Openness to change: Chasing new perspectives
The openness to change trait measures individuals’ tendency to be open to explore and try new things and the extent to which a person can deal with changes in the environment. Evidently, coping with constant changes can be challenging as some individuals may find it intimidating, while others may perceive change as a way to grow, learn and improve. The trait has two opposite poles namely Conservative and Open to change. Let’s look into both poles to better understand how we assess the openness to change trait.
Conservative: Conservative individuals tend to be more close-minded. They prefer having a specified routine in the workplace and they tend to withhold from situations where they are exposed to change. When faced with changes, new tasks or demands, they may feel uncertain about what the future holds, experience fear of failure and loss of territory.
Common descriptors: traditional, attached to familiar and respecting traditional ideas.
Open to change: Individuals who score on the higher range of this trait tend to be intellectually curious, imaginative and open-minded. They enjoy fast-paced environments and they naturally notice how improvements could be made in every task of their job.
Common descriptors: experimental, liberal, analytical, critical, flexible and freethinking.
In accordance with research findings, Bryq assessment provides an evidence-based way to assess the Openness to Change trait in order to provide you with insights that can assist in making informed decisions about the suitability of the candidates based on their scores on this specific trait.
Openness to Change Interview Guide
Along with this information, it is also useful to use the interview questions listed below that can assist in drawing revealing answers and get you on your way to corroborate on the degree of candidates' tendency to be open to change.
Note that there is no right or wrong answer as the answer you are seeking is based on what best fits the role and your unique company culture.
Top 2 questions and expected answers for each end of the scale
1. Describe a time you were assigned new tasks due to a team member's resignation. How did you adapt?
Open to change: Individuals who score closer towards the open to change end of the scale are most likely to answer that they perceive the change as being generally positive and that they liked the challenge of being assigned to new tasks. They will perceive their new assignment as an opportunity to learn new things and/or experiment on new creative approaches. They are likely to question the tried-and-true existing solutions and look for improvements that can be made. Overall, they are likely to focus more on the future opportunities that may stem from this change.

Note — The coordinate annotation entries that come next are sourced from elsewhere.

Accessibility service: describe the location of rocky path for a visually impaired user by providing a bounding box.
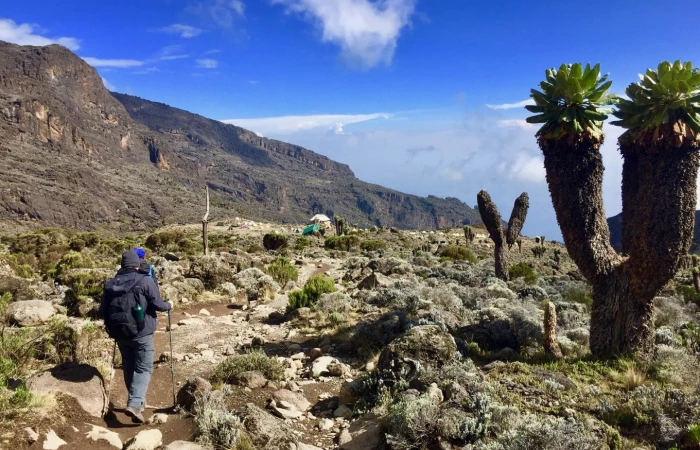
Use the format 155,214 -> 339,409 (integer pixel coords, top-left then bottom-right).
15,261 -> 360,450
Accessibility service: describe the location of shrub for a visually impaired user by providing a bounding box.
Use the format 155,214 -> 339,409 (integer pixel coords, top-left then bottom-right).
211,349 -> 284,384
145,230 -> 185,251
265,256 -> 299,286
440,245 -> 478,263
508,263 -> 537,284
561,286 -> 593,310
193,391 -> 242,449
294,236 -> 311,250
263,233 -> 288,250
287,275 -> 336,311
323,235 -> 360,252
360,239 -> 386,252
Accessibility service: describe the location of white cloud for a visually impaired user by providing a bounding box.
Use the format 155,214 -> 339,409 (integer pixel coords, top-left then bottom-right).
187,0 -> 245,28
81,56 -> 144,67
100,77 -> 117,91
0,19 -> 80,51
197,58 -> 219,69
222,113 -> 390,136
486,99 -> 535,109
155,23 -> 202,39
272,0 -> 416,68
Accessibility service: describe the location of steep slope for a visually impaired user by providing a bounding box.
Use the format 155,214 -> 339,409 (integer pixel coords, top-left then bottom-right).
0,42 -> 479,229
608,211 -> 700,253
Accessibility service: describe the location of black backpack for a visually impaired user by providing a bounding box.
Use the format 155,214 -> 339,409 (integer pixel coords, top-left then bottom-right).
104,280 -> 145,339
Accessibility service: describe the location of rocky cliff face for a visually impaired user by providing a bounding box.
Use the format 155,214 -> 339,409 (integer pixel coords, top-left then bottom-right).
0,42 -> 479,229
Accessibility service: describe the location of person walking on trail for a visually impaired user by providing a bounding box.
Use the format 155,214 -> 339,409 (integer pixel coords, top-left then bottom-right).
100,250 -> 173,423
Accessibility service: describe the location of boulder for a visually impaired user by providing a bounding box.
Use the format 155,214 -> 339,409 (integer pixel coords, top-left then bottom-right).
124,429 -> 163,450
177,377 -> 211,409
377,325 -> 459,382
85,425 -> 122,450
7,300 -> 56,327
272,389 -> 311,412
237,403 -> 299,450
27,363 -> 107,418
339,417 -> 384,450
187,255 -> 235,290
234,370 -> 267,389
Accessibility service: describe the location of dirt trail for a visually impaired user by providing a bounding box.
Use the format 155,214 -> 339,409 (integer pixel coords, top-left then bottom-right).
13,260 -> 342,450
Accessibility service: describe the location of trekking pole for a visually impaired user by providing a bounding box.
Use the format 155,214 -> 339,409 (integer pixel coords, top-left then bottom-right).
102,339 -> 117,417
168,309 -> 177,407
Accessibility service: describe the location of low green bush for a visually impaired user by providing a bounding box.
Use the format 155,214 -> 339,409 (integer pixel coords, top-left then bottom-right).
323,235 -> 360,252
360,239 -> 386,252
265,256 -> 299,286
508,263 -> 537,284
440,245 -> 479,264
263,233 -> 289,250
287,275 -> 336,311
211,349 -> 284,384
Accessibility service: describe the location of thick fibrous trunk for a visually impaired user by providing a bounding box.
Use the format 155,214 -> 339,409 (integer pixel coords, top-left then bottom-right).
476,190 -> 530,281
540,132 -> 699,357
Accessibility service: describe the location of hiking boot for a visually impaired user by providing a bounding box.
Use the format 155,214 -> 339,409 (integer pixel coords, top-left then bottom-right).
124,407 -> 146,423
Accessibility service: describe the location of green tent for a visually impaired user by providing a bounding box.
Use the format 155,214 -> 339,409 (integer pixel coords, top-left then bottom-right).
301,223 -> 321,236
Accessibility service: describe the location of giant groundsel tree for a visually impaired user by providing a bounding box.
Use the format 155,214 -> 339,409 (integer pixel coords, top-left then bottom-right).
527,61 -> 700,356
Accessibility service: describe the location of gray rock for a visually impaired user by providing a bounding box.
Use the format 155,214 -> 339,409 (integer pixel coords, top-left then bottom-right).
311,356 -> 336,378
27,363 -> 107,418
124,429 -> 163,450
234,370 -> 267,389
177,377 -> 211,409
85,425 -> 122,449
272,389 -> 311,412
7,300 -> 56,327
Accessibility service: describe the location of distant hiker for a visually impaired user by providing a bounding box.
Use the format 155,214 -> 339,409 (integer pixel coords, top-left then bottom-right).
100,250 -> 173,423
134,247 -> 158,284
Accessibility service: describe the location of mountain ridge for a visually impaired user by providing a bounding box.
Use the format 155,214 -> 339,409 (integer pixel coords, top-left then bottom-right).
0,41 -> 480,229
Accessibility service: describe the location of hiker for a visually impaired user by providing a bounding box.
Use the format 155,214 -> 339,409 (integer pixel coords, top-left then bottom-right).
100,250 -> 173,423
134,247 -> 158,285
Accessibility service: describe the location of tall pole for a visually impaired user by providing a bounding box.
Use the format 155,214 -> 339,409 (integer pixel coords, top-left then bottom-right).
202,186 -> 209,255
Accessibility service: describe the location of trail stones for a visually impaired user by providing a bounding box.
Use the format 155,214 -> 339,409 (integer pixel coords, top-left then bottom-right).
85,425 -> 122,449
124,430 -> 163,450
43,430 -> 68,450
7,300 -> 56,327
27,363 -> 107,417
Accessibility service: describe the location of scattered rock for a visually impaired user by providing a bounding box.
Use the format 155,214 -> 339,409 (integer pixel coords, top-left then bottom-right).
318,419 -> 335,431
163,441 -> 209,450
85,425 -> 122,449
27,363 -> 107,418
124,429 -> 163,450
7,300 -> 56,327
147,413 -> 168,425
177,377 -> 211,409
272,389 -> 311,412
43,430 -> 68,450
234,370 -> 267,389
333,405 -> 352,419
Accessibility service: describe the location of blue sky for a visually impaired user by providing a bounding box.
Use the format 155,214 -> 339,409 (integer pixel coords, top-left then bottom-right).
0,0 -> 700,238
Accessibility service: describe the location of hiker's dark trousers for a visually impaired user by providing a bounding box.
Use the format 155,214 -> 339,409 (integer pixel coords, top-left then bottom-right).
117,334 -> 155,410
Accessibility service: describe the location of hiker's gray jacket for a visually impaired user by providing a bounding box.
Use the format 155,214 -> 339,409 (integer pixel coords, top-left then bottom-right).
99,269 -> 170,338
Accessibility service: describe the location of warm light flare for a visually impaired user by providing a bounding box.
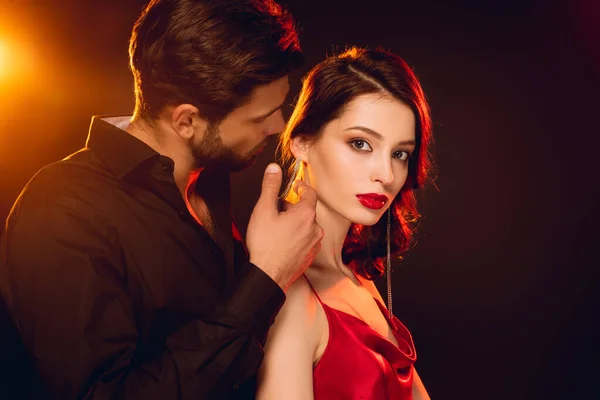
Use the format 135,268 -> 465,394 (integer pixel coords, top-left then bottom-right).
0,39 -> 8,81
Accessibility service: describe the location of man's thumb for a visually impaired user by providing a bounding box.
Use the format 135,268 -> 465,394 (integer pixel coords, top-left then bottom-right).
258,163 -> 282,210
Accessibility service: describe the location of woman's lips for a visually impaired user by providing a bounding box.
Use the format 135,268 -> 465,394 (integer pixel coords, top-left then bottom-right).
356,193 -> 387,210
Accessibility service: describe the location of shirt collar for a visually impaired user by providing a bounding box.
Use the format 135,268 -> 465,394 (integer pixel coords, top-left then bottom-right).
85,116 -> 159,178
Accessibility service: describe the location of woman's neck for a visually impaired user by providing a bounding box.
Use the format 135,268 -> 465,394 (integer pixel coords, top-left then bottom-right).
313,201 -> 359,283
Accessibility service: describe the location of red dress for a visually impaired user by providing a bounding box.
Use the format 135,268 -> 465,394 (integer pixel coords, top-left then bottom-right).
311,280 -> 417,400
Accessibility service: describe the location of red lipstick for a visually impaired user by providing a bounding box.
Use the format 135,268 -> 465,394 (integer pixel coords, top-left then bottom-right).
356,193 -> 387,210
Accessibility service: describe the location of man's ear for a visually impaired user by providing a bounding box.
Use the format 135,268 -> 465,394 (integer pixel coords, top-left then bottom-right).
171,104 -> 207,140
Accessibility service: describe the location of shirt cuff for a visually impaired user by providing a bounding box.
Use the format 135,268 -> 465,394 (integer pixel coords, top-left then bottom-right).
225,262 -> 285,344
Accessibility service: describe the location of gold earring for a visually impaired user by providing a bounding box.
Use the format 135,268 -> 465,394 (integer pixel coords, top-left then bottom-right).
279,158 -> 302,201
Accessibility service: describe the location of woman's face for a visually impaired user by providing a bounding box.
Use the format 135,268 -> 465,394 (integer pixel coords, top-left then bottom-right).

Conservative: Individuals who score closer towards the conservative end of the scale are most likely to answer that the change was challenging or frustrating for them as they suddenly had to be involved in tasks which were unfamiliar to them. They will highlight the fact that they generally feel more secure and confident when they don’t have to deal with unexpected demands or transitions.
2. The new HR Manager implements formal performance reviews for all employees. How would you prepare yourself if you were used to having only informal meetings with your manager?
Open to change: Individuals who score closer towards the open to change end of the scale are most likely to answer that the new process is positive as formal performance reviews will benefit the organization. They tend to have a future- focused orientation and are happy to embrace positive changes in their work environment.
Conservative: Individuals who score closer towards the conservative end of the scale are most likely to answer that they felt uncomfortable with the change in the process and that they preferred the established way of performance reviews. They are likely to be cautious about this change considering the potential adverse consequences that may be caused.
3. If your coworkers had a “this is how we do it” attitude to learning something new, how would you try to convince them to follow a different, more effective method of working?
4. You have been working on a project for a while when your manager informs you that the project’s requirements changed suddenly. What would you do?
5. Tell me about a time you had to learn how to use a new tool at work. How long did it take you to understand how to use its features?
6. Tell me about a time when you had to adjust to a change in direction, whether it was a new business strategy, change in a project or customer focus, or leadership at the top. How did you react? What was the outcome?